How will Boris Johnson as PM affect institutional investors?
BY Martha Porado | July 29, 2019
As institutional investors continue to wait for Brexit, will anything change as Boris Johnson becomes prime minister?
Mere months ago, the consensus was Britain would most likely manage some kind of deal to accompany Brexit, but Johnson’s harder stance on Europe changes the rules of engagement. “Already, you’re seeing the financial impact,” says Talbot Babineau, president and chief executive officer at IBV Capital. “And what we have seen consistently is that once something occurs, it’s very difficult to reverse.”
For example, considering investments in global equities, if multinational companies start moving employees out of the U.K. in preparation for an unfavourable Brexit result, they won’t simply return them should the situation prove less problematic than anticipated, he says. “Just the threat of a hard Brexit is going to create even further long-term impact on the U.K.”
In Babineau’s opinion, the best way to play an event like Brexit is to invest in companies that are likely to do well regardless. “You can overlay a tariff war with China or Brexit onto a spectrum of companies, and we look for consistent characteristics in those companies that help us identify opportunities in the face of all those adverse political changes.”
Politically speaking, Johnson is taking on the role of prime minister in a world where the norm is under threat, he adds. “Typically, the way we think about a lot of political situations is that individuals in political power . . . have external constraints that prevent them from doing extreme measures as they would wish.”
So far, Johnson has been consistent with his previous actions, says Damian Fernandes, a vice-president and director at TD Asset Management Inc. “He’s the continuation of this low simmer of a populist movement.”
In his first speech to the British Parliament, Johnson reaffirmed his stance on Brexit, but noted a deal would be preferable.
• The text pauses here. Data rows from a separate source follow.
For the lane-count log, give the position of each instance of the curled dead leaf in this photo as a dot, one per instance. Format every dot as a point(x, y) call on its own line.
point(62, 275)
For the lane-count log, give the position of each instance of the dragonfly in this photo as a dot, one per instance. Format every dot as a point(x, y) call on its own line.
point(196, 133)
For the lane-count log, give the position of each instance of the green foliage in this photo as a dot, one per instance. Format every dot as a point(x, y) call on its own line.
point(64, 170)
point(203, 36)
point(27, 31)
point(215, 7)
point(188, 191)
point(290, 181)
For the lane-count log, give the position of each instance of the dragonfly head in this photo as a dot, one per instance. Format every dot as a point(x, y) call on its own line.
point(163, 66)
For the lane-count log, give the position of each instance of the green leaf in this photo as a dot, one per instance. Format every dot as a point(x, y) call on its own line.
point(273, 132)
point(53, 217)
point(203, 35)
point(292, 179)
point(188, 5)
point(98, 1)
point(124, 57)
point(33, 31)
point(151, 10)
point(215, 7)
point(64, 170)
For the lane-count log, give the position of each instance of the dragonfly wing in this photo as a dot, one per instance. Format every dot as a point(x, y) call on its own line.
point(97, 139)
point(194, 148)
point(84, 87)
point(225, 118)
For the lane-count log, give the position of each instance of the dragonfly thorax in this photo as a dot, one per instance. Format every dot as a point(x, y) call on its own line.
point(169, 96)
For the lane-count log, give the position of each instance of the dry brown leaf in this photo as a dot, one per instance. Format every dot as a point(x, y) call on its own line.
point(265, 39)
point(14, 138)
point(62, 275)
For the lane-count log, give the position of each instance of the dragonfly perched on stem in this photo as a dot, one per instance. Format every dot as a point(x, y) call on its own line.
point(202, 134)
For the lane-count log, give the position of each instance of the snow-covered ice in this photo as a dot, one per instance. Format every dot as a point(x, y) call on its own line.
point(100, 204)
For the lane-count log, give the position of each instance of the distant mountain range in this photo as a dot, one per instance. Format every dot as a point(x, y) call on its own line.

His new position reinforces the atmosphere of uncertainty that’s already in place, says Fernandes, noting that if Parliament decides not to go along with Johnson’s plan, it’s possible a general election will be called.
“I think the most likely path for him is he takes a hardline stance and that leads to no progress on negotiations with the EU, because the EU has already come out and said what he communicated today is a no-go, the Commons ends up blocking the deal . . . and he’s forced to call a general election.”
For institutional investors, the upshot is markets are facing uncertainty at a time when Britain and Europe are already slowing down from a cyclical perspective, says Fernandes, noting the news isn’t all bad for risk assets.
“What got lost in the news about Brexit is that the [European Central Bank] came out [on Thursday] and it also adopted a very dovish stance.”
With central banks signalling their willingness to continue to ease conditions, the business cycle could very well proceed unhindered for some time yet, he says, adding other economic signals are positive.
“U.K. unemployment is literally at 3.8 per cent — the lowest since 1974, despite two and half years of Brexit negotiations, fallout and uncertainty. So the underlying economic backdrop doesn’t look recessionary. The monetary policy continues to be accommodative, even more so going forward.”